Ainsi, l'objectif est dépassé avec le Ryzen 7 4800H « qui améliore par 31,7 fois l'efficacité énergétique face au mètre étalon de 2014 ». Et AMD d'ajouter : « si une entreprise met à jour sa flotte de 50 000 ordinateurs portables AMD de 2014 vers des modèles 2020, cela représenterait une économie de 1,4 million de kilowatts-heure pour l’électricité et 971 000kg d’émissions carbone en moins, soit l’équivalent de 16 000 arbres plantés en 10 ans ».
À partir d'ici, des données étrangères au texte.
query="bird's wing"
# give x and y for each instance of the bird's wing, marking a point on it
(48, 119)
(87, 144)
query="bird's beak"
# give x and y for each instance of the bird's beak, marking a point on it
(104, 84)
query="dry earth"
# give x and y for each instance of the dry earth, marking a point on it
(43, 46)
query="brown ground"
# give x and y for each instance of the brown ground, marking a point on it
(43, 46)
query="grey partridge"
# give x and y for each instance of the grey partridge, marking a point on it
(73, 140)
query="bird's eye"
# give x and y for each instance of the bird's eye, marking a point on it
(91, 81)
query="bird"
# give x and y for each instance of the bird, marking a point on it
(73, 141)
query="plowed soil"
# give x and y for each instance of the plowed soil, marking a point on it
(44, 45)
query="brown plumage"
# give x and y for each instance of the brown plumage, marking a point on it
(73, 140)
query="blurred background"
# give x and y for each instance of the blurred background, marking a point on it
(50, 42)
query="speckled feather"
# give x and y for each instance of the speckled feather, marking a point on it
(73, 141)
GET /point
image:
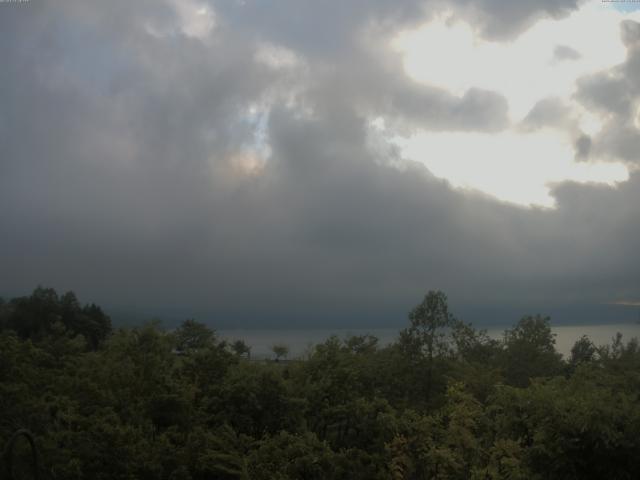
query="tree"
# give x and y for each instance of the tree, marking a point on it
(280, 350)
(426, 335)
(240, 348)
(530, 351)
(582, 351)
(193, 335)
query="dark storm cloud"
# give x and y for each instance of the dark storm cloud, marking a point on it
(117, 177)
(615, 93)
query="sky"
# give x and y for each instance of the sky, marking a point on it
(295, 162)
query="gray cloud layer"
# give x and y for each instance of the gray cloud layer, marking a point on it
(116, 179)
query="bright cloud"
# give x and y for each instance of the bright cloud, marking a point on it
(514, 167)
(544, 62)
(449, 54)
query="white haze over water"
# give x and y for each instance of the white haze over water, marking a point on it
(301, 341)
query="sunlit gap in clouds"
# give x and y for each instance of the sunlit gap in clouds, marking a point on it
(514, 165)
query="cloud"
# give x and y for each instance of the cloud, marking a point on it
(226, 162)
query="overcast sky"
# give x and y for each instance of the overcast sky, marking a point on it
(315, 161)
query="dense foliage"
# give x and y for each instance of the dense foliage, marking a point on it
(444, 401)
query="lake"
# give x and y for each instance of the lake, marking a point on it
(300, 341)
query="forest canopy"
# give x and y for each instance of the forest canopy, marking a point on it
(444, 401)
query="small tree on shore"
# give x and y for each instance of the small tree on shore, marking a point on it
(280, 350)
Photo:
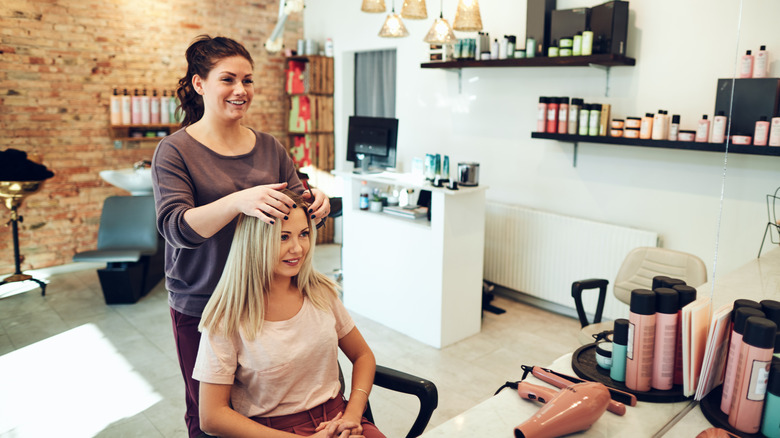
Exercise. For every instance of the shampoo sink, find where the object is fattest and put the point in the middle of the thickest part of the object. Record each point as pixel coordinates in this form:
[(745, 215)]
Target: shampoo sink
[(136, 181)]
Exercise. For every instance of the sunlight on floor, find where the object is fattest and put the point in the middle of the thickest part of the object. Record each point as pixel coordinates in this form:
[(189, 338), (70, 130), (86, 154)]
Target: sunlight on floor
[(95, 386)]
L'entreprise vante ici « ses architectures CPU et GPU de pointe, étroitement intégrées dans un SoC commun profitant de l'architecture primée « Zen », des innovations dans la gestion de l'énergie en temps réel, l'évolution continuelle de l’architecture AMD Infinity Fabric, des optimisations de puissance au niveau du silicium, l'adoption rapide des processus de fabrication de pointe », qui n'auront néanmoins pas suffi à séduire Apple.

Mais les deux entreprises ne sont pas vraiment concurrentes. Avec sa stratégie du die unique, multiplié au sein des packagings de ses différents processeurs (Ryzen, Threadripper, EPYC), AMD l'avait clairement annoncé dès les débuts de l'architecture Zen : elle n'ira pas sur le terrain de l'ultra-basse consommation. 

Ses SoC affichent ainsi dans le meilleur des cas un optimiste TDP de 15 watts, bien trop par rapport à des puces actuellement utilisées dans des smartphones et autres tablettes telles que celle d'Apple. Deux fois plus que le projet de SoC tout-en-un Lakefield d'Intel qui culmine à 7 watts. Est-ce que cela changera avec Zen 3 ? Est-ce que la modularité à la Big.Little sera au programme ? Impossible à dire pour le moment. 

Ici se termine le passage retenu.